RALEIGH — Sister Attracta Kelly was living and working in the Dominican Sisters mother-house in the late 1980s when she got a call from a nonprofit organization in Detroit that serves political refugees.
Would her Roman Catholic convent temporarily house a group of people fleeing persecution in Guatemala and El Salvador?
So began two years of civil disobedience during which Kelly and the other sisters hid Central American refugees while they completed paperwork to settle in Canada. During the day, the sisters taught the adults English; the children attended a Montessori school on the grounds of the Adrian, Mich., convent.
The experience redirected Kelly's calling to a career in law and brought her to North Carolina 10 years ago to lead the N.C. Justice Center's Immigrant Legal Assistance Project.
"I decided I could do much better if I knew the law," Kelly said. "You can't keep hiding people forever."
Since 1999, she has defended hundreds of immigrants whom the U.S. government wanted to deport and has trained countless other lawyers who work with the state's burgeoning immigrant population. Most of those immigrants have been asylum seekers.
Kelly, who left the Justice Center last month, is now leaving North Carolina to return to the mother-house in Michigan, this time as "prioress" or mother superior of her order.
"I feel really sad," said Paulina Rodriguez Ortega of Raleigh, a former judge from Colombia who won political asylum with Kelly's help. "Whenever I had a problem, I would go to her and say, 'I need help.' She was always open to helping."
Ortega, who fled Colombia after being threatened by paramilitary groups, said Kelly also intervened on her behalf with an employer who was reluctant to hire her before the courts had settled her asylum case. She counseled Ortega's son when he was feeling lost. She helped prepare mother and son for their upcoming citizenship tests.
Kelly could easily spend the next few years preparing to retire and scaling back her professional ambitions. Instead, she is ramping up, taking charge of an order with 845 nuns in the United States, the Dominican Republic, Puerto Rico, Kenya and Canada.
Side of the oppressed
Like many religious sisters, she feels called by God - in her case to help the oppressed.
It's a calling she said she shared with her father, a farmer active in the political fight for Ireland's independence in the early part of the 20th century.
Growing up Catholic in County Roscommon, Kelly was well aware of the violence and discrimination that the British government directed at the nationalists.
"We learned history from the side of the oppressed," she said.
Even her name, Attracta, testifies to her Celtic roots. Little is known of the fifth or sixth century St. Attracta. She might have been a Celtic goddess co-opted by the church, Kelly said.
At age 18, Kelly arrived in the United States to visit a cousin who was a Dominican sister. Soon after, she entered the convent herself.
In the mid-1960s, the Dominican Sisters defined their spiritual gift as helping the oppressed and empowering people to speak for themselves. It was a gift Kelly felt deeply within her own identity.

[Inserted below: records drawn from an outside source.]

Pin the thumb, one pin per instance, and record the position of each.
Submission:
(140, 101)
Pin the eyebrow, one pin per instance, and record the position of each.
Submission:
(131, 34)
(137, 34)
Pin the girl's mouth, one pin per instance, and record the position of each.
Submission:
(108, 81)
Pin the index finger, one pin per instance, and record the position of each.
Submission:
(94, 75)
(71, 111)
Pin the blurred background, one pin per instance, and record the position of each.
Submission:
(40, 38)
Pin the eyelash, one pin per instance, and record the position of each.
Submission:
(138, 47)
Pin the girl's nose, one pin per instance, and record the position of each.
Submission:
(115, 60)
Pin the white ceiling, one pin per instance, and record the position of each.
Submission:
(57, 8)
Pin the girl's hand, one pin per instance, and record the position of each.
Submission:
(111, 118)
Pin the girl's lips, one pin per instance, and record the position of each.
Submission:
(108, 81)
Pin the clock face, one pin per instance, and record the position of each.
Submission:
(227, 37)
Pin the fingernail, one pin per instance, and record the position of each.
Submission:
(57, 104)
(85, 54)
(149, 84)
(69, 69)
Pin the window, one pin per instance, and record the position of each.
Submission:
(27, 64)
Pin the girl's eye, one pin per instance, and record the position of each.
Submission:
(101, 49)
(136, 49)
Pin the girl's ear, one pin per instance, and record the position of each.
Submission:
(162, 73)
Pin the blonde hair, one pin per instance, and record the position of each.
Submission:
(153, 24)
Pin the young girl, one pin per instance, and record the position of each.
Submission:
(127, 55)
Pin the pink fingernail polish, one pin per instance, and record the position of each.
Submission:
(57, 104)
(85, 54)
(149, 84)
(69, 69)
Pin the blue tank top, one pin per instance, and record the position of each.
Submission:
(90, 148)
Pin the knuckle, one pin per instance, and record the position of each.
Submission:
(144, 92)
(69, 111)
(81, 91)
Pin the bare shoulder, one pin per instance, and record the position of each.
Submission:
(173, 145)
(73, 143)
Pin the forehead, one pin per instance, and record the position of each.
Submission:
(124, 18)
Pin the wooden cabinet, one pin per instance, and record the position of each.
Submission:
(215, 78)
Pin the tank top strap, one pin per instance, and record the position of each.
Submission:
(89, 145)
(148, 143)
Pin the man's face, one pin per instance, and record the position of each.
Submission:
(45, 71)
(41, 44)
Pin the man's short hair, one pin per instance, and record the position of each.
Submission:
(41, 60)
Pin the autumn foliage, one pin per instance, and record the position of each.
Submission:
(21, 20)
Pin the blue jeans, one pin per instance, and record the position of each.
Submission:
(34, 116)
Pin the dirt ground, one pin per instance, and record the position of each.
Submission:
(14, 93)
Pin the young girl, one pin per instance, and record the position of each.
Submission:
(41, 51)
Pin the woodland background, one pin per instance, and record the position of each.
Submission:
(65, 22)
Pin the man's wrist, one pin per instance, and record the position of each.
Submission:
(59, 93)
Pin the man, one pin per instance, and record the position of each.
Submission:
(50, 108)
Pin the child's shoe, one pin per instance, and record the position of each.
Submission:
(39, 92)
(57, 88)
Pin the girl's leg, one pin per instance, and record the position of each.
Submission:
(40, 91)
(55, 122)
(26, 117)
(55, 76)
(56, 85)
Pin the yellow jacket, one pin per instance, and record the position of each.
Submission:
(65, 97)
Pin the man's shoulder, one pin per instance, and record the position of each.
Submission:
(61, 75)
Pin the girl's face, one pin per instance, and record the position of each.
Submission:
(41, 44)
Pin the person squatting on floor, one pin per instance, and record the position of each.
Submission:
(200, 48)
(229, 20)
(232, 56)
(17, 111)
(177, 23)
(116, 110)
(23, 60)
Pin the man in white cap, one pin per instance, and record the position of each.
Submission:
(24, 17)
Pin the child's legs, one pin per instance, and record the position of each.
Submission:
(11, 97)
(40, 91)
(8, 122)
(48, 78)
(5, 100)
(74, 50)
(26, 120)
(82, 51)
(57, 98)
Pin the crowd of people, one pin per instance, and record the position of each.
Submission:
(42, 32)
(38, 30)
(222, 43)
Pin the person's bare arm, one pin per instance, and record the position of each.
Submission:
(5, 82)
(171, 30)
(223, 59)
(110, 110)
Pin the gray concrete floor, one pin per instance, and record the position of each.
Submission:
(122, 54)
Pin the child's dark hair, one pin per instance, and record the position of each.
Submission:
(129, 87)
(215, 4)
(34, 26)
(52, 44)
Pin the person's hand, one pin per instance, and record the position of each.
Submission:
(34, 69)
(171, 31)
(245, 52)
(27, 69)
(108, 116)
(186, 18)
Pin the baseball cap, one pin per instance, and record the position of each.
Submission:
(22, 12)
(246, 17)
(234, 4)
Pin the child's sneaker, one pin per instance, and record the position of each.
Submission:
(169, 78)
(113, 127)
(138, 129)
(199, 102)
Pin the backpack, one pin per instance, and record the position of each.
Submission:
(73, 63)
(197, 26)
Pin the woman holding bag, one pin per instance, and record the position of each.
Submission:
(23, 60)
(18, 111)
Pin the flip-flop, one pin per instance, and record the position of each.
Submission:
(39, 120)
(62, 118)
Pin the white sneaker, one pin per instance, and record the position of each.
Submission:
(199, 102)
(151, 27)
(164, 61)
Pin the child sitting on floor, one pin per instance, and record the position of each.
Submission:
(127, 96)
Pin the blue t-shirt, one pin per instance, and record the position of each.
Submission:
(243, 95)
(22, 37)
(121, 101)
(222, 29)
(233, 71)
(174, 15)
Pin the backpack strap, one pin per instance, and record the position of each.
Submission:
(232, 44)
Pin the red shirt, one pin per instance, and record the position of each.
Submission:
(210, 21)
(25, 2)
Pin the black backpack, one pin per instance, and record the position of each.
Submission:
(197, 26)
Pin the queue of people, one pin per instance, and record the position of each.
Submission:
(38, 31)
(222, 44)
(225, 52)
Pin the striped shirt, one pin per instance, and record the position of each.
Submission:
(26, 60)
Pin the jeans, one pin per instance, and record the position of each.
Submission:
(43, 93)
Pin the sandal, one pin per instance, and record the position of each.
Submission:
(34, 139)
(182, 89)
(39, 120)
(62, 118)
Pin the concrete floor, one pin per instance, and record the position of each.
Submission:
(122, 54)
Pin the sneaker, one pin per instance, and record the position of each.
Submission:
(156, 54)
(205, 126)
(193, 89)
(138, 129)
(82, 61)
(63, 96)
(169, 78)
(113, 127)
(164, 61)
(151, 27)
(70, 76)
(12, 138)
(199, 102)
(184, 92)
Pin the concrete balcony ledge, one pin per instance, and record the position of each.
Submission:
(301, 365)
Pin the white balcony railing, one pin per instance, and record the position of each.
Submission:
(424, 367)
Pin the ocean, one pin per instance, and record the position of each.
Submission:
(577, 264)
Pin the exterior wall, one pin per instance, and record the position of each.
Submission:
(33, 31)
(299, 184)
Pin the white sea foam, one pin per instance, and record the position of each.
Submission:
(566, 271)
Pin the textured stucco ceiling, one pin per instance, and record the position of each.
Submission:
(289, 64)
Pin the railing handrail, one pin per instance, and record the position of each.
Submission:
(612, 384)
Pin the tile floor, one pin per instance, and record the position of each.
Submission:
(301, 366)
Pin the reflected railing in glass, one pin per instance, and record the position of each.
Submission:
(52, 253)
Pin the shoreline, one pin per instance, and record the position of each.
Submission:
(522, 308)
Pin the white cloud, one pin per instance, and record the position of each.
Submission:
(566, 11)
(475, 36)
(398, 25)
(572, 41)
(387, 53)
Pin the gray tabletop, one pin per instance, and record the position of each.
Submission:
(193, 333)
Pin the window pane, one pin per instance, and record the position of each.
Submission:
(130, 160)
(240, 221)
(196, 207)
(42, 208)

But if she wasn't quite prepared to hide persecuted refugees, she soon came to believe it was the right thing to do.
In the 1980s, the U.S. military began funding and training Central American armies to fight communist rebels. Many civilians suspected of being left-leaning were tortured, killed or simply disappeared.
Those who could fled. But because the United States denied them asylum, religious congregations stepped in, offering shelter, food and legal advice. The religious response, often called the Sanctuary Movement, united Catholics and Protestants in something akin to a 20th century Underground Railroad.
But Kelly quickly realized she would rather fight for the refugees' legal status than help them cross the border. She began legal studies in 1993, graduating three years later from Catholic University's Columbus School of Law in Washington.
Since then, she has helped hundreds of people the government was trying to deport, not just Hispanics but also, more typically, Africans and Asians.
She gets frustrated when she reads letters to the editor from people impatient with the soaring number of people who live in this country illegally. She said it's nearly impossible to get a visa to live and work legally in the United States. Although the State Department has a green-card lottery program, it is available only for people from countries with low rates of immigration. Mexico and China, for example, don't qualify. For most of the rest, a legal existence in the United States is unattainable.
Divisions not deep
Kelly would like to see the U.S. provide more foreign economic development aid. She is convinced that if people had work in their native countries, they wouldn't be so eager to leave.
She often debates these points with Thomas O'Connell, the agent in charge of the Immigration and Customs Enforcement office in Cary.
"Her opinions and mine are not diametrically different," he said.
O'Connell said he enjoyed working with Kelly and is sorry to see her go.
Kelly hopes more people realize that the divisions between legal and illegal are not that deep or fundamental.
"It's when we divide ourselves into us vs. them that we can ignore what happens to them because we think there's a difference between them and us," she said. "I look at it all as 'us.' We all came from the same creator."